One of my favorite talks is How to Lead When You’re Feeling Burned Out and inevitably the timing of the talk coincides with me needing to practice what I preach! I gave the talk several times this past fall and most of the questions the audience asked came back to boundaries, albeit phrased like “These are all great tips but how do you do this when it’s impossible to say no and take time for myself?”
And then I found myself in the middle of having to say no and I too thought it was impossible … at least to begin with I realized that there were four things I needed to figure out:
- What were the competing values I was dealing with? In my case it was a competing value between my own health and wanting to keep a client happy. My tendency is to keep a client happy and deal with my own health later, but I know (and tell others!) that this is not a good long term strategy.
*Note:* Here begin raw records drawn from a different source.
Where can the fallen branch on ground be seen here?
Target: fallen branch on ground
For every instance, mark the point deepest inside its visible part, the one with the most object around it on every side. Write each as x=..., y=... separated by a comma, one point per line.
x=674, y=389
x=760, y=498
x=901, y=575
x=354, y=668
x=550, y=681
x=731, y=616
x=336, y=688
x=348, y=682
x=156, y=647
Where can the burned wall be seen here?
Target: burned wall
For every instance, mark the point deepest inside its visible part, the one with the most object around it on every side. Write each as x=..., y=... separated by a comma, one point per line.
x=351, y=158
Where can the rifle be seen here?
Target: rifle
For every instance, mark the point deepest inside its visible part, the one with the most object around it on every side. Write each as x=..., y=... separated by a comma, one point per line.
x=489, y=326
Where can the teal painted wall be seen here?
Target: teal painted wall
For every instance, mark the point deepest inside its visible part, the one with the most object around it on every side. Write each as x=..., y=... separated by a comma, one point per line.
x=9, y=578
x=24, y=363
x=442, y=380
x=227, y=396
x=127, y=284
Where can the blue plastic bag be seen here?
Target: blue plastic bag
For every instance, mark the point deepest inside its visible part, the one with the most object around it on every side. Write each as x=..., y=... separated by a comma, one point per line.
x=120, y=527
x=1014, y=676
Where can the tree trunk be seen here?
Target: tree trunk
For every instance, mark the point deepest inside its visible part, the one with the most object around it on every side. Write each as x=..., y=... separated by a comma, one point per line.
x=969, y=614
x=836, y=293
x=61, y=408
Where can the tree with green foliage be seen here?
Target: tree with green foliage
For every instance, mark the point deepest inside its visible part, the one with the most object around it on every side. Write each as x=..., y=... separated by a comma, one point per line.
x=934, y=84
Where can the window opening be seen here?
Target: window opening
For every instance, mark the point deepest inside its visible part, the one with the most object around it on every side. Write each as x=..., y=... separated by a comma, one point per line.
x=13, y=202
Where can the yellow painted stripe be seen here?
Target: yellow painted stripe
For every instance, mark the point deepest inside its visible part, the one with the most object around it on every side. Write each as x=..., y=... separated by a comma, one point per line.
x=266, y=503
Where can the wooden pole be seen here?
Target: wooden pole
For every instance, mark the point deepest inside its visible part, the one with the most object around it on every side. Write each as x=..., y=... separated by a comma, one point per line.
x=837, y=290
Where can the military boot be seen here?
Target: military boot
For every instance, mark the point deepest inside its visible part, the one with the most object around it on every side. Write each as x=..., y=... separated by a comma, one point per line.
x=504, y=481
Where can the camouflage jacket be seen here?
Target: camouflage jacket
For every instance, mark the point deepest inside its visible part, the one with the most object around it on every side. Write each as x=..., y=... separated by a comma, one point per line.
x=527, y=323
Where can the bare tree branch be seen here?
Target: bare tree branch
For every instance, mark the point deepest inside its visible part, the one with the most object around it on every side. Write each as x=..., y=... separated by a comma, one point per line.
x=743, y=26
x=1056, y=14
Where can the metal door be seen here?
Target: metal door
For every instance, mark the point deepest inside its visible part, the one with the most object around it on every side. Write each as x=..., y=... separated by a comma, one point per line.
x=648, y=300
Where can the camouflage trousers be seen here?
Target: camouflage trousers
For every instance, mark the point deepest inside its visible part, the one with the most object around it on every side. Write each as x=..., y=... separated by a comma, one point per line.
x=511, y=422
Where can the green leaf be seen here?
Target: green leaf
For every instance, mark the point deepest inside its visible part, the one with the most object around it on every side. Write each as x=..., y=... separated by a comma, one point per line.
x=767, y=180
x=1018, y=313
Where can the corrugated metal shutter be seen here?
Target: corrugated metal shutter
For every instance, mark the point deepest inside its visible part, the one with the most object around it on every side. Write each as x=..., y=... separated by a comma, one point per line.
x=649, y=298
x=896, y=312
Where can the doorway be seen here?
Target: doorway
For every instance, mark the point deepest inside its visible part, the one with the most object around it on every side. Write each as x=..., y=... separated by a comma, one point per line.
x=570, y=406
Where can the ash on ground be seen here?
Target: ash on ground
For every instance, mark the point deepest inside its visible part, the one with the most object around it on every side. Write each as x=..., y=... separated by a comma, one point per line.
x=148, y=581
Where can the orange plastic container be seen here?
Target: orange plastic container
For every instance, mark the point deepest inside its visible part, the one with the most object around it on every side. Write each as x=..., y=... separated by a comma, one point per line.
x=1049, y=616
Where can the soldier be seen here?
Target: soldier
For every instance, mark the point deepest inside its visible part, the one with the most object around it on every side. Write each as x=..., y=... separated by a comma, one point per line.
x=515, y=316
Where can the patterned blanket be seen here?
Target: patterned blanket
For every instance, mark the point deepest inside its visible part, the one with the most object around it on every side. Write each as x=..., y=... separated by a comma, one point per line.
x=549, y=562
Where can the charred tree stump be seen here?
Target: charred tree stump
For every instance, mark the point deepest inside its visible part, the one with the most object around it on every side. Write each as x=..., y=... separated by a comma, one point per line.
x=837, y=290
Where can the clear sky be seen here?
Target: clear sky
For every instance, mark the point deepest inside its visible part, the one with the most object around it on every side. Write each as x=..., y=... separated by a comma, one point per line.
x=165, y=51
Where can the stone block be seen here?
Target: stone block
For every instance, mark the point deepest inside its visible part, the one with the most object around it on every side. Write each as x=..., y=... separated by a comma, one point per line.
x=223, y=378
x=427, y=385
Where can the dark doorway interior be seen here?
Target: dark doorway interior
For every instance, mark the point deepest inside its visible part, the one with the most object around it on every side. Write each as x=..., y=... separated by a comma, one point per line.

So I got clear that it’s ok for me to value my health over my client’s happiness and that became my guiding value.
- Whose monkey was it? William Oncken’s brilliant metaphor of collecting monkeys, which are tasks or problems that we take on for various reasons that rightly belong to someone else, became very relevant. This piece of work that had grown into a rather large monkey did, in fact, belong to my client, not me. Sometimes the ownership of the monkey may not be as clear, but in those cases, it’s ok to ask someone who also has a partial ownership in the monkey to take it on (especially if that other person has not properly looked after that monkey in the past!)
- What feelings was I experiencing? I was stressed and frustrated but digging deeper, I realized I was a bit resentful. Feeling resentful comes from not being appreciated or being taken advantage of. This can happen when we impose “I should do this in order to be a good ___” or by someone else imposing their expectations on us. Getting clear on our feelings and, in particular, tuning into resentment can alert us to the fact that we need to set a boundary.
- What fears were surfacing? I was afraid that if I set a boundary my client would be upset, think less of me and then I would never get another contract ever from anyone else! I know that sounds irrational as I type it but these are the sorts of irrational fears that often prevent us from setting a boundary. In this case, I was able to get some perspective and realize that, given everything, it was doubtful this would happen and even if it did, it would not directly lead to no contracts ever! Often we don’t set boundaries because we are afraid a relationship will end. In that case, we need to ask ourselves if this is a healthy relationship to be in!
Working through these four things allowed me to set a boundary in a direct, respectful and grounded way. I was able to use my guiding value for why I could not complete this work and I did so from a place of confidence instead of frustration or resentment. Boundaries without drama has become my mantra!